A proposal to lease the vacant, 37-acre Shadow Hills housing tract to a private developer for 51 years--without charge--has caused some concern among city officials as to the effect such a development would have on Los Alamitos.

The former Navy housing tract, unoccupied on the Armed Forces Reserve Center for the last three years, was officially transferred last month to the Army National Guard, which has overseen operations on the base since 1972.

The proposal was commissioned by guard officials in Sacramento to determine if the facility could be refurbished by a private developer to provide low-cost housing for military families. Council members expressed concerns after seeing a copy of the proposal, which suggested that housing could be made available to civilians and that a contract for developing the project should be awarded by May 30.

But a guard official said the development would be solely for military personnel.
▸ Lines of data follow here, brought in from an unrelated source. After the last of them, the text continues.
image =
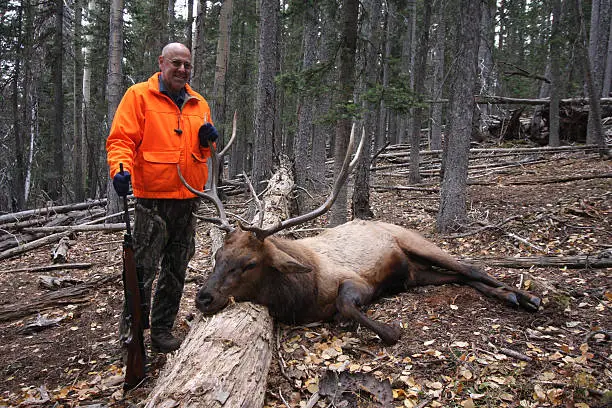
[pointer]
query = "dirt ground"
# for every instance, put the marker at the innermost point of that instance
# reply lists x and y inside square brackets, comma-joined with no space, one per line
[458,348]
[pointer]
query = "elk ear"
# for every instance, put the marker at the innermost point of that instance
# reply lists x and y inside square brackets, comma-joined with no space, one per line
[285,263]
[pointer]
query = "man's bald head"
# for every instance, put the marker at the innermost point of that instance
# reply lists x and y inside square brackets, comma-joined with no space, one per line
[175,66]
[174,48]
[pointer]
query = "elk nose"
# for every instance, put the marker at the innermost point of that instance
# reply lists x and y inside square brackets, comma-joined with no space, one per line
[203,301]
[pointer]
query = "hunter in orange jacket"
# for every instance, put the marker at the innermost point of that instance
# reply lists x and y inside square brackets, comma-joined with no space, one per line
[150,135]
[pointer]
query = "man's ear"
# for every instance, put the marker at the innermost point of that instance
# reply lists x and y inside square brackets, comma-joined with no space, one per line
[285,263]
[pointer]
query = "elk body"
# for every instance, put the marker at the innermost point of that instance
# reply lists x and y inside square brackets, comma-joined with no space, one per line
[338,272]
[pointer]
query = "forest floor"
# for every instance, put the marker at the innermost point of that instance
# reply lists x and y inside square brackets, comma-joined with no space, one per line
[458,348]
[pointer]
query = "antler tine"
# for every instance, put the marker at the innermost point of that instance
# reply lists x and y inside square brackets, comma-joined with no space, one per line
[347,167]
[212,194]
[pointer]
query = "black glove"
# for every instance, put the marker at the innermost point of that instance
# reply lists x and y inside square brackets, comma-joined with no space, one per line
[207,133]
[121,183]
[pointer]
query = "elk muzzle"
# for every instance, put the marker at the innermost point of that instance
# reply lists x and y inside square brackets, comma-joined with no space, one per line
[209,302]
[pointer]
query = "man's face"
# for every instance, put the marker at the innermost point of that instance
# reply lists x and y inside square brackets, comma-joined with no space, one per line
[175,66]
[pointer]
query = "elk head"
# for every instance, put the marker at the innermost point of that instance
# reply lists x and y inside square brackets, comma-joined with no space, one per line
[251,263]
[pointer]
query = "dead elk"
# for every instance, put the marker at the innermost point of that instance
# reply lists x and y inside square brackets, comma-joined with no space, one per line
[337,272]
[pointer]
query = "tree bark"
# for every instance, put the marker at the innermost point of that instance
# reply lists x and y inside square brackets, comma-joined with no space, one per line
[304,142]
[263,153]
[555,74]
[348,47]
[114,83]
[595,131]
[455,162]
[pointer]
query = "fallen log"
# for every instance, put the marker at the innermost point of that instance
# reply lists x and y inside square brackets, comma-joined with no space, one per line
[49,239]
[60,251]
[112,227]
[224,360]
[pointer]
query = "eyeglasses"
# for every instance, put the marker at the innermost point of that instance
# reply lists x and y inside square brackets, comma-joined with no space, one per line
[178,63]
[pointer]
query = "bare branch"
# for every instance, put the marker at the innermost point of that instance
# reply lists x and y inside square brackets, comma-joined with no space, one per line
[341,178]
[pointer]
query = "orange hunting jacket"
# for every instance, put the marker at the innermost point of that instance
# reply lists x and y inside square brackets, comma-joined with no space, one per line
[144,139]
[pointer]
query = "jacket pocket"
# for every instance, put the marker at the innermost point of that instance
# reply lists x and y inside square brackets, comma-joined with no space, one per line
[200,169]
[159,173]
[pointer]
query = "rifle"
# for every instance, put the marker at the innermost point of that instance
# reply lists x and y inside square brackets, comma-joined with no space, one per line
[132,290]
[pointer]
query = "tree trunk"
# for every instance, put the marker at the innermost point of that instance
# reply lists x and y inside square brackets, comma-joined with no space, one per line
[348,47]
[598,47]
[594,135]
[372,31]
[221,65]
[419,89]
[56,174]
[263,146]
[77,86]
[197,52]
[114,83]
[17,195]
[452,210]
[555,75]
[323,134]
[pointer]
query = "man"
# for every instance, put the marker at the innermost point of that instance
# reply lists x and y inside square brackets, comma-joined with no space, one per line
[159,124]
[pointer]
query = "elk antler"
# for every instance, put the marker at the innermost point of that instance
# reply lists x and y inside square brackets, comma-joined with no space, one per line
[212,195]
[347,167]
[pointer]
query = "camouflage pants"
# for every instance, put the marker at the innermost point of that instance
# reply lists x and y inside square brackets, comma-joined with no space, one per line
[164,242]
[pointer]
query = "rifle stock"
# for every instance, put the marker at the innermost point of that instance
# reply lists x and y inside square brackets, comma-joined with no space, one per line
[132,290]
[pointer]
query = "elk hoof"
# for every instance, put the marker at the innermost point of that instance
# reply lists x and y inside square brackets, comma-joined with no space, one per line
[390,334]
[530,303]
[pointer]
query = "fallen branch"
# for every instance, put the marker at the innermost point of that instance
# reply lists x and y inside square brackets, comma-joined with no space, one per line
[18,216]
[547,180]
[78,228]
[515,354]
[50,239]
[46,268]
[602,260]
[66,296]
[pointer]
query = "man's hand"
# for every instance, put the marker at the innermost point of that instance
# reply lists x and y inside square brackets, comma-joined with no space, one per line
[207,133]
[121,183]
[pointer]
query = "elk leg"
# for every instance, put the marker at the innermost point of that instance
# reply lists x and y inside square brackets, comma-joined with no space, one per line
[492,287]
[351,296]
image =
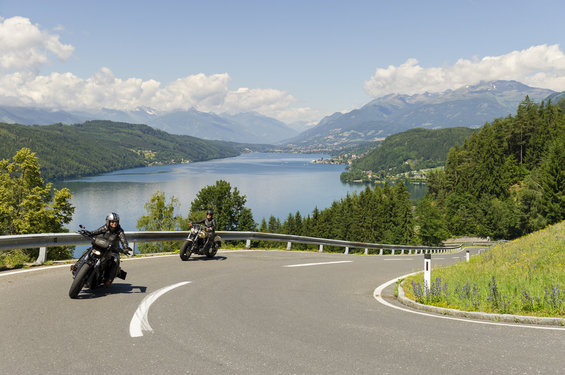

"Nationwide there are pockets of old military housing that [are] in question, and the answer is in high military hands," said Maj. Lisa Haskins, assistant deputy commander of the center. "One thing is certain, though: Military housing is for military families, not for civilians or even civilian employees on the base."

The reopening of Shadow Hills is an eventual certainty, if not an immediate one, given the high demand and shortage of available military housing locally and nationwide, city and military officials say.

"There are 1,300 military families trying to make it in the community and make it on a housing allowance that is typically below market rates," said City Manager Robert Dominguez, who is researching the issue for the council.

Dominguez said any authorization to reopen the 201-unit Shadow Hills would be under the condition that housing costs would not be greater than available allowances. "All we've heard from the military is that it is pretty tough for families," Dominguez said. "Many [military employees] have two jobs."

"If we opened that [Shadow Hills] today, we'd have 1,325 applicants for the housing," Haskins said. "The impact is hardest on the junior ranks. That's why it was such a big deal a few years ago when military families were applying for food stamps and welfare. Our youngest families still qualify for food stamps."

Still, many issues must be addressed even if authorization is granted; such as the estimated $40,000 cost per unit to rehabilitate Shadow Hills, and the question of who would provide services for the 201 additional households in Los Alamitos. Dominguez said the issues will be a discussion item on a late-May council agenda.

"The proposal [seen by council members] was a trial balloon from the private sector to see if it could be privatized," Dominguez said. "The quick answer is probably, but it's all speculation right now."